After 9 Thermidor, year II, the new government of the Thermidorian Reaction placed the National Guard under the control of more conservative leadership. Part of the National Guard then attempted to overthrow the Directory during the royalist insurrection on the 13 Vendémiaire, year IV, but was defeated by forces led by Napoleon Bonaparte in the Battle of 13 Vendémiaire. The Paris National Guard thereafter ceased to play a significant political role.
First Empire
Napoleon did not believe that the middle-class National Guard would be able to maintain order and suppress riots. Therefore, he created a Municipal Guard of Paris, a full-time gendarmerie which was strongly militarized. However, he did not abolish the National Guard but was content to partially disarm it. He kept the force in reserve and mobilised it for the defence of French territory in 1809 and 1814.In Paris during this period the National Guard comprised twelve thousand bourgeois property owners, serving part-time and equipped at their own expense, whose prime function was to guard public buildings on a roster basis.
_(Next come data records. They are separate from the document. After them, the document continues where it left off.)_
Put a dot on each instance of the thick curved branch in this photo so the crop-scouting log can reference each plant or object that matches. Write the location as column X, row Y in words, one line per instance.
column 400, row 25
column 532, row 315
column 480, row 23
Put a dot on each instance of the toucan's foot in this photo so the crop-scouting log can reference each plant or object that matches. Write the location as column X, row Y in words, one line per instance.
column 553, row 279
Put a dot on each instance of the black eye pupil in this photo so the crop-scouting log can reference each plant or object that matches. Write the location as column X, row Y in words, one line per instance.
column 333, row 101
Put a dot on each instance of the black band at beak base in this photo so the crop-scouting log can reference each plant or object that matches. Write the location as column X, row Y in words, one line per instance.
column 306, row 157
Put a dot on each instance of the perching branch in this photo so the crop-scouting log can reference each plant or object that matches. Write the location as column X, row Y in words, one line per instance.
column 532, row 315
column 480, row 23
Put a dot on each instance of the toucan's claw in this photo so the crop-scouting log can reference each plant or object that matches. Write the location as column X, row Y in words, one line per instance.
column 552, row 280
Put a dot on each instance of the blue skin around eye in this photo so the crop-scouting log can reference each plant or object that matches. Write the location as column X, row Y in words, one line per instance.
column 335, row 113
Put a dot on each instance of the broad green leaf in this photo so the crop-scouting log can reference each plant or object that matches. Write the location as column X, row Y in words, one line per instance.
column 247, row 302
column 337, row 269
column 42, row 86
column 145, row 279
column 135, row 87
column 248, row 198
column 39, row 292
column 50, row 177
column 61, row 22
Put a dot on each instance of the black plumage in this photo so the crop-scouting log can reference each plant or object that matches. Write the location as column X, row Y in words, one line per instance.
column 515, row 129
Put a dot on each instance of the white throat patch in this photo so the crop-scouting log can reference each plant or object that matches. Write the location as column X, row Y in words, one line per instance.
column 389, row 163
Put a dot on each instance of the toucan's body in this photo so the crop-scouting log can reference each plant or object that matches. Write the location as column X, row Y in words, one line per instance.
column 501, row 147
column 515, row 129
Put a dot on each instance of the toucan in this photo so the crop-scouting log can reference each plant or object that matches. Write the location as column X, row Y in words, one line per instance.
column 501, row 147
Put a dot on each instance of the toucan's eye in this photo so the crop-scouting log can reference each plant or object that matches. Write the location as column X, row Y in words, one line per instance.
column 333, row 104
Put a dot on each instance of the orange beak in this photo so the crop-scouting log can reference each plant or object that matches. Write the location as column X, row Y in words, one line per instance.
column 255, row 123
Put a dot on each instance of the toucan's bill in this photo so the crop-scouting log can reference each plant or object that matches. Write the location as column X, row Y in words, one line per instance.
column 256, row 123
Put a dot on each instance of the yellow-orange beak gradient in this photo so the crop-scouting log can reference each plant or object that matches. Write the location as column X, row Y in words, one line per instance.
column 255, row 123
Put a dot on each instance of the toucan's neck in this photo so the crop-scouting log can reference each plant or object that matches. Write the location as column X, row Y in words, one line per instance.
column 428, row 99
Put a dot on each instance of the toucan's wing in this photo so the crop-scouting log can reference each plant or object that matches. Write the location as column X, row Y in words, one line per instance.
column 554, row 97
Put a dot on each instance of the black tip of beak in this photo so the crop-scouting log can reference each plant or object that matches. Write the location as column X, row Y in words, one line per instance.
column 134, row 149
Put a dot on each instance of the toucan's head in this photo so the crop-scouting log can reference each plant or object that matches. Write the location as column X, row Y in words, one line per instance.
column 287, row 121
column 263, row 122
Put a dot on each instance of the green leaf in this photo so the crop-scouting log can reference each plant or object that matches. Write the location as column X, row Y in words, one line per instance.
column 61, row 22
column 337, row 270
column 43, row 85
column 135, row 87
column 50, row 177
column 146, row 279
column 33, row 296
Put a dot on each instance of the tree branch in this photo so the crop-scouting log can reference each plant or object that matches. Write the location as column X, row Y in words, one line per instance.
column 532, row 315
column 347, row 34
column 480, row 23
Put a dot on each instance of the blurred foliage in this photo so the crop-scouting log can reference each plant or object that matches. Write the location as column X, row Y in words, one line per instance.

Between 1811 and 1812 the National Guard was organized in "cohorts" to distinguish it from the regular army, and for home defence only. By a skilful appeal to patriotism, and judicious pressure applied through the prefects, it became a useful reservoir of half-trained men for new battalions of the active army.
After the disastrous campaign in Russia in 1812, dozens of National Guard cohorts were called up for field duty the next year; four cohorts being combined to form one line infantry regiment. The 135ème to 156ème Régiments d'Infanterie de Ligne were thus formed. Many of these fought in the campaigns in Germany in 1813 and the invasion of north-east France by Coalition forces in 1814. Existing National Guard units, such as those of Paris, were deployed as defence corps in their areas of recruitment.
Mass conscription was extended to age groups previously exempt from military service, to provide more manpower for the expanded National Guard. Students and volunteers from gamekeepers and other professional groups formed separate units within the National Guard. Clothing and equipment were often in short supply and even the Paris National Guard was obliged to provide pikes as substitute weapons for some of its new recruits. These field and regional units were disbanded in 1814 after the abdication of Napoleon I.
Six thousand national guardsmen took part in the Battle of Paris in 1814. Following the occupation of Paris by the allied armies, the National Guard was expanded to 35,000 men and became the primary force for maintaining order within the city.
The Restoration
Under the Restoration in 1814, the National Guard was maintained by Louis XVIII.Initially, the Guard, purged of its Napoleonic leadership, maintained good relations with the restored monarchy. The future Charles X served as its Colonel-General, reviewed the force regularly and intervened to veto its proposed disbandment on the grounds of economy by the Conseil.
However, by 1827, the middle-class men who still composed the Guard had come to feel a degree of hostility towards the reactionary monarchy. Following hostile cries, at a review on 29 April Charles X dissolved the Guard the following day, on the grounds of offensive behaviour towards the crown. He neglected to disarm the disbanded force, and its muskets resurfaced in 1830 during the July Revolution.